This volume deals with another area that has become a pathetic tale of pompous declarations. You can hear politicians lovingly modulating their voices to deliver statements like: Neither tradition nor economic necessity can justify child labour; Child labour is a sad reality of our world. Wherever it is practised, it has to be eliminated; Exploitative child labour... is a moral outrage and an affront to human dignity; Children must grow as the brightest flowers in the countrys garden.
Childrens Day, Decade of the Girl Child, the International Year of the Child there are occasions aplenty to make these statements. And every few years a convention is drawn up to which all nations become enthusiastic signatories: the UN Convention on the Rights of the Child (1989), World Declaration on Education for All (1990). They pledge once again to do everything in their mite to abolish child labour, to guarantee universal education for children. Yet, statistics tell a different story. In India, for instance, child labour is said to be growing at the rate of 4 per cent annually.
Restoring Childhood is a documentation of the issues that plague the growth of children in this sub-continent (excluding Nepal) poverty, lack of education and gender differentiation. India, Pakistan, Bangladesh and Sri Lanka have all got laws in place to prevent the abuse of children for long hours in unhealthy conditions. Yet, child labour is a rampant evil. A lot of it is invisible since children are mostly employed in the unorganised sector or in households of which officials would rather plead ignorance. Thus statistical information is never completely reliable.
A misnomer addressed in the very beginning of the volume is the idea of education as a panacea for child labour. This logic brushes aside the reason for their being assigned roles as breadwinners in the first place, which is abject poverty. It is perhaps this tendency to see issues in isolation that defeats most efforts to ameliorate or rectify existing conditions, argues the author.
All three countries have seen a reduction in budgetary spending on education over the years. Pakistan prioritises higher education over primary education. Nine per cent of Bangladeshs total civilian labour force consists of children between the ages of 10 and 12. Only Sri Lanka presents a heartening difference.
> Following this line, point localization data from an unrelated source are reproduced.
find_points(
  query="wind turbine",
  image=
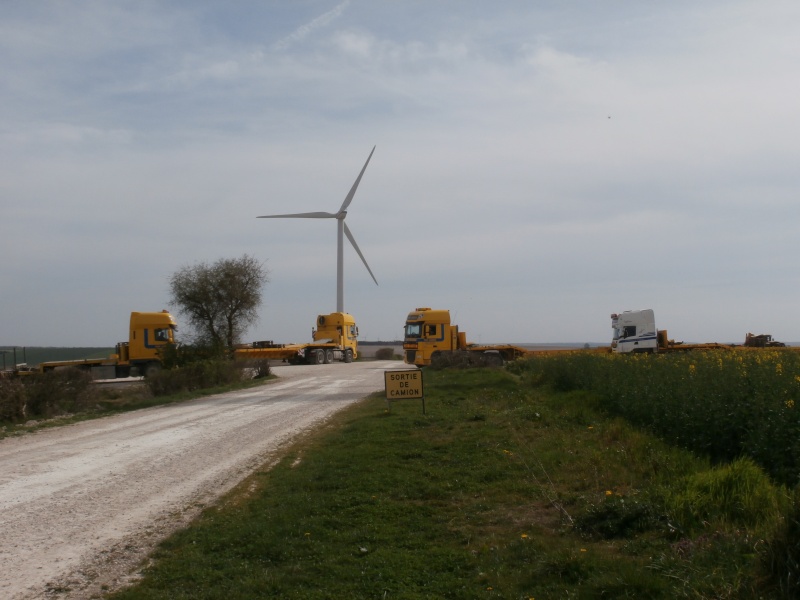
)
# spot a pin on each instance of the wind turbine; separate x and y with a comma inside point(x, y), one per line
point(342, 230)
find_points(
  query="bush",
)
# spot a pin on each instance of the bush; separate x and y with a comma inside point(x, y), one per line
point(781, 559)
point(58, 392)
point(12, 400)
point(463, 359)
point(195, 376)
point(384, 354)
point(738, 494)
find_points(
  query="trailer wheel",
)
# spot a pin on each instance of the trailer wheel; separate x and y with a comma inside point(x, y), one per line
point(151, 369)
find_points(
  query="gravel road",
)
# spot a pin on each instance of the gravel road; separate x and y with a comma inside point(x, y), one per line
point(82, 505)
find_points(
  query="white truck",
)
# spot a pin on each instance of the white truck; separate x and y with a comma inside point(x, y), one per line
point(635, 331)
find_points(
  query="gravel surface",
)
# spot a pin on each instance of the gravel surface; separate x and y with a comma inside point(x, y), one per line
point(81, 506)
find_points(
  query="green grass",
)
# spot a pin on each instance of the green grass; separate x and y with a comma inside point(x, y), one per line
point(33, 355)
point(501, 490)
point(110, 401)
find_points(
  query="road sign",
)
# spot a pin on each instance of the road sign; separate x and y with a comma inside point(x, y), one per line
point(404, 385)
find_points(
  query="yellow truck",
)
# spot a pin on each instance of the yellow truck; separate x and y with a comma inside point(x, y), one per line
point(149, 333)
point(334, 339)
point(429, 334)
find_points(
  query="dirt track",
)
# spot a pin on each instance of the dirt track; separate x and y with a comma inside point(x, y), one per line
point(82, 505)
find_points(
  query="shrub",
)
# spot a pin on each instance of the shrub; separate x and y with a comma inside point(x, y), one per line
point(618, 517)
point(384, 354)
point(463, 359)
point(12, 400)
point(781, 558)
point(58, 392)
point(195, 376)
point(738, 494)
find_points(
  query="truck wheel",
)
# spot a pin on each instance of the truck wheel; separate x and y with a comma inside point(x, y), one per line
point(151, 369)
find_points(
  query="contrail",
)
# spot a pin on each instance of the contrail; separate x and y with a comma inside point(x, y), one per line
point(303, 31)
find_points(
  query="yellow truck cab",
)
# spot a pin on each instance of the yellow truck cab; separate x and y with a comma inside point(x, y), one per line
point(427, 332)
point(148, 333)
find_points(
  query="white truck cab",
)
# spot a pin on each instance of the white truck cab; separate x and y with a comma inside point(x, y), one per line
point(634, 331)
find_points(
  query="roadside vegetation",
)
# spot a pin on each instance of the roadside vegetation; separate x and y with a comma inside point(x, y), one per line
point(68, 395)
point(517, 483)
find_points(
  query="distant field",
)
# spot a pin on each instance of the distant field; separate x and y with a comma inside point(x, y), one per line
point(36, 355)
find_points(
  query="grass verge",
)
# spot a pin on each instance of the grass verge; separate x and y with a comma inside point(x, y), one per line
point(500, 491)
point(114, 400)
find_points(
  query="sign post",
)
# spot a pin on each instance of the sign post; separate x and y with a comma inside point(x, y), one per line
point(404, 385)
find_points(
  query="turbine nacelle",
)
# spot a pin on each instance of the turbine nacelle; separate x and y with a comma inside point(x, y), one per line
point(342, 230)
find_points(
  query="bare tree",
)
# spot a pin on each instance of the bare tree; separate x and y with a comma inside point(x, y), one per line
point(220, 300)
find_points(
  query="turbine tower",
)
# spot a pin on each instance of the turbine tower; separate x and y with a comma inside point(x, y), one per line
point(342, 230)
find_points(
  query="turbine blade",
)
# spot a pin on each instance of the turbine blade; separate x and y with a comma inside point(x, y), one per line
point(352, 193)
point(316, 215)
point(353, 241)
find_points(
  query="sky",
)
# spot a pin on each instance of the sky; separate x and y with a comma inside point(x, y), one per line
point(538, 165)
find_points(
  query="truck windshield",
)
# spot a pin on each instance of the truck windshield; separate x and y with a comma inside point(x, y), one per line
point(413, 329)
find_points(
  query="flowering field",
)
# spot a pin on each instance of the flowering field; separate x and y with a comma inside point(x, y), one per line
point(722, 403)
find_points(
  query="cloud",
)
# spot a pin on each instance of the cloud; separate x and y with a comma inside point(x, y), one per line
point(304, 31)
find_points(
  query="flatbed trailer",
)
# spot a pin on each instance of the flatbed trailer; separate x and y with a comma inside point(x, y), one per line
point(335, 339)
point(297, 354)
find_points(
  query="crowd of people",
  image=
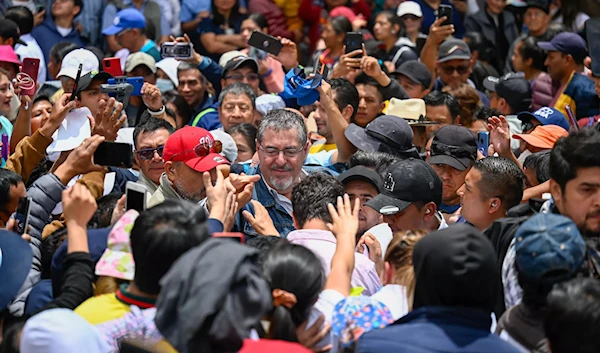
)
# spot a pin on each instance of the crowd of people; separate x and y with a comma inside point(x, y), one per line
point(434, 189)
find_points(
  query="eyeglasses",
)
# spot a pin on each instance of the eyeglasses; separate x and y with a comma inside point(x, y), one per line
point(240, 77)
point(449, 70)
point(287, 152)
point(148, 153)
point(202, 150)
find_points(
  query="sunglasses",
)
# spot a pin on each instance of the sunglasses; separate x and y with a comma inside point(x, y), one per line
point(240, 77)
point(201, 150)
point(449, 70)
point(148, 153)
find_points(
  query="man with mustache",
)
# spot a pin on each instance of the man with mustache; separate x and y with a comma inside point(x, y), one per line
point(575, 189)
point(282, 145)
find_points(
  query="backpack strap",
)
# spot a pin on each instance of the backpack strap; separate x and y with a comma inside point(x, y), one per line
point(201, 114)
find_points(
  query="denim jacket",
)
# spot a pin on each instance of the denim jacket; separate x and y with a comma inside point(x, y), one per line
point(281, 219)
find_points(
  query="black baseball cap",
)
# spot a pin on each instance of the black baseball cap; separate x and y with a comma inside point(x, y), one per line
point(86, 80)
point(416, 71)
point(454, 49)
point(543, 5)
point(238, 62)
point(455, 146)
point(512, 87)
point(360, 172)
point(410, 180)
point(9, 29)
point(386, 133)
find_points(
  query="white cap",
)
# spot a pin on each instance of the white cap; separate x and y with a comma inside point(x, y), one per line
point(136, 59)
point(169, 66)
point(409, 8)
point(71, 61)
point(230, 55)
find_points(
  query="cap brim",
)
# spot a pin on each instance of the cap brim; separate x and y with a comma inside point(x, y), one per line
point(204, 164)
point(454, 57)
point(533, 140)
point(456, 163)
point(380, 201)
point(16, 262)
point(547, 46)
point(112, 30)
point(359, 138)
point(69, 72)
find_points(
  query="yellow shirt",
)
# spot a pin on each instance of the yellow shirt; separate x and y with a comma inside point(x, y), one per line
point(322, 147)
point(102, 308)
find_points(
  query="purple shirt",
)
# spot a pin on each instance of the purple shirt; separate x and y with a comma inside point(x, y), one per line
point(323, 244)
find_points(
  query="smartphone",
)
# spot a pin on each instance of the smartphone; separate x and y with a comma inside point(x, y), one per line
point(592, 32)
point(445, 11)
point(112, 66)
point(321, 69)
point(22, 214)
point(483, 142)
point(136, 196)
point(354, 41)
point(136, 82)
point(30, 68)
point(265, 42)
point(177, 50)
point(113, 154)
point(237, 237)
point(571, 117)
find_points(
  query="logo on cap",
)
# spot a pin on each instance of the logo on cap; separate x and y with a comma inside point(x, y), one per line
point(545, 112)
point(389, 183)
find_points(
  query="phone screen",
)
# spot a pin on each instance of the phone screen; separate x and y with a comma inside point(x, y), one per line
point(22, 214)
point(135, 200)
point(113, 154)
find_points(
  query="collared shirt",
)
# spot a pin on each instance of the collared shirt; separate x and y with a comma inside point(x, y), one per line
point(323, 244)
point(111, 306)
point(32, 50)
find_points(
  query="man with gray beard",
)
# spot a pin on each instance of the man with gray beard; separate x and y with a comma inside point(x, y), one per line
point(282, 145)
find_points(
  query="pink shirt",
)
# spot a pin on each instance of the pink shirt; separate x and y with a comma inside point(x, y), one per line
point(323, 244)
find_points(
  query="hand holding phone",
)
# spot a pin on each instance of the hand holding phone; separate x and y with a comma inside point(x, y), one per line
point(22, 214)
point(114, 154)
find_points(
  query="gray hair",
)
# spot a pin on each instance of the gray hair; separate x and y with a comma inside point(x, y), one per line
point(238, 89)
point(283, 120)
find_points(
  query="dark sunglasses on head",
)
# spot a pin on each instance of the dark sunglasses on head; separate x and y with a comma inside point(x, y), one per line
point(449, 70)
point(240, 77)
point(148, 153)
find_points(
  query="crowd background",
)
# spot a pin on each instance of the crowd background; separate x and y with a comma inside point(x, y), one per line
point(437, 190)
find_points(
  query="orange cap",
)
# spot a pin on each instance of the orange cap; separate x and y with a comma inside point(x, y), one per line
point(544, 136)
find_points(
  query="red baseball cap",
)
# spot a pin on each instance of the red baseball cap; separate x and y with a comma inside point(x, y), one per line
point(194, 146)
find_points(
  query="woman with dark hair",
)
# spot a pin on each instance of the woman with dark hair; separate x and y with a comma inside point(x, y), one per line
point(220, 33)
point(334, 37)
point(314, 14)
point(269, 69)
point(482, 53)
point(244, 136)
point(529, 59)
point(183, 113)
point(388, 29)
point(296, 278)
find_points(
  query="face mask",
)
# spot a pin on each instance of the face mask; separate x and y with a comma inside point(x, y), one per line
point(164, 85)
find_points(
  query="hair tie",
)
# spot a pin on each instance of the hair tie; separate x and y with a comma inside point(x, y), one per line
point(281, 297)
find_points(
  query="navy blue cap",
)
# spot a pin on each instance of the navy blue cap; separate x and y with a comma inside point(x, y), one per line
point(15, 262)
point(548, 247)
point(126, 19)
point(546, 116)
point(567, 43)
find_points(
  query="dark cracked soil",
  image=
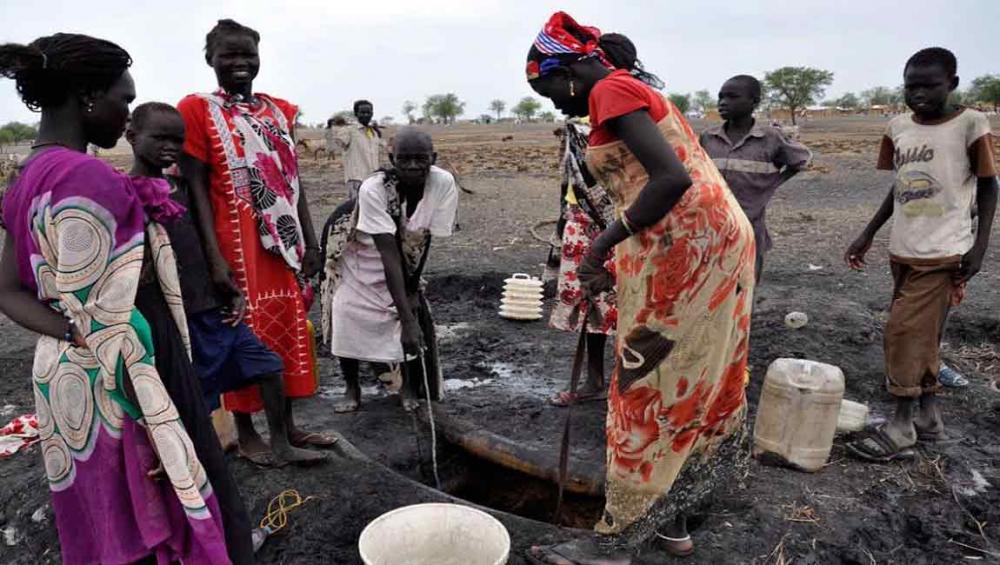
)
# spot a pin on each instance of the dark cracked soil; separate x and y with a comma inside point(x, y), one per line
point(943, 507)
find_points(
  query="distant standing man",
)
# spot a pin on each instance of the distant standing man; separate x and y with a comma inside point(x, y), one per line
point(754, 159)
point(362, 147)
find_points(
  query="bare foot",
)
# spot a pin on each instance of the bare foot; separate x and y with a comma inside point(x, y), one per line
point(302, 438)
point(410, 404)
point(928, 420)
point(351, 402)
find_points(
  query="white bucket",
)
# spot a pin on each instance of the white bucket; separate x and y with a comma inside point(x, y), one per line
point(435, 534)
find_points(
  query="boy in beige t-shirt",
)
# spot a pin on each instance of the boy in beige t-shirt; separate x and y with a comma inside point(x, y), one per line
point(945, 168)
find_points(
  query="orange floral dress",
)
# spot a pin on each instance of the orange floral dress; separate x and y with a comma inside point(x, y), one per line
point(676, 405)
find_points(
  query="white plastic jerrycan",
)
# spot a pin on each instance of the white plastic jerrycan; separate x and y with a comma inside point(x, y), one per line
point(797, 415)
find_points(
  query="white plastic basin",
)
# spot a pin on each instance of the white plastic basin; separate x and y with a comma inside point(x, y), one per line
point(434, 534)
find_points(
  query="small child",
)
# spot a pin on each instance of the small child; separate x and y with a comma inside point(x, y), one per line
point(945, 166)
point(362, 146)
point(754, 159)
point(226, 353)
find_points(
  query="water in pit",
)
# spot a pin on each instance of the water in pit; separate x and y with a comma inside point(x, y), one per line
point(494, 486)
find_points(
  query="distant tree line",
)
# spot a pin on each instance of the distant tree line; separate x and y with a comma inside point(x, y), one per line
point(789, 88)
point(12, 133)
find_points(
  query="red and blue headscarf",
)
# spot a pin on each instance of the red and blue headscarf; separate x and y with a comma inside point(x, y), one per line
point(561, 42)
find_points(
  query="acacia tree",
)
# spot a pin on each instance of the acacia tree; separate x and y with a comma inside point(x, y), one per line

Easy accessibility to schools combined with incentives like the mid-day meal scheme has made for greater literacy in that country, despite the fact that education is not compulsory there. And it has in place stringent anti-child abuse laws.
Strangely, noises in the international arena have dictated corrective action to counter the exploitation of children in these countries. The most obvious case in point is the carpet industry. But media attention usually spawns only ad hoc and piecemeal attempts to mitigate the problem.
But who are these children? The Census lists all individuals below the age of 15 as children. In the eyes of the Constitution, children are those under the age of 14 and in the strictly legal sense, a person below the age of 18 is still a minor. Though the Directive Principles of State Policy talk of free and compulsory education of all children up to the age of 14. But this is not enforceable nor, perhaps, desirable unless other means are found to provide for the family that requires the earnings of each of its members, including its children. Besides, there are neither enough schools nor teachers. And there is no way of preventing dropouts.
It is the urban exploitation of children that is most visible. Maximum non-governmental and other initiatives have also been in urban areas. Rural India also sees boys being recruited to help in cultivation efforts, while girls help in the household or contribute as extra hands in agriculture. Most of these are family efforts and hence difficult to categorise as offensive or exploitative instances of child labour.
`Women and children are often reckoned as one segment of the workforce. There are a number of units known to employ `women and children like the toothbrush packing unit of Colgate-Palmolive, or the silk screen printing section that prepares labels for containers and jars for Vicco Vajradanti.
However, it is not yet known in which sectors they tend to get competitive.
The book is a good reference book on issues pertaining to the plight of children in the sub-continent. It also offers fairly exhaustive accounts of the legislation effected at various times in these countries to counter these problems. But despite its rather evocative title, it is very much of a drab social science text-book.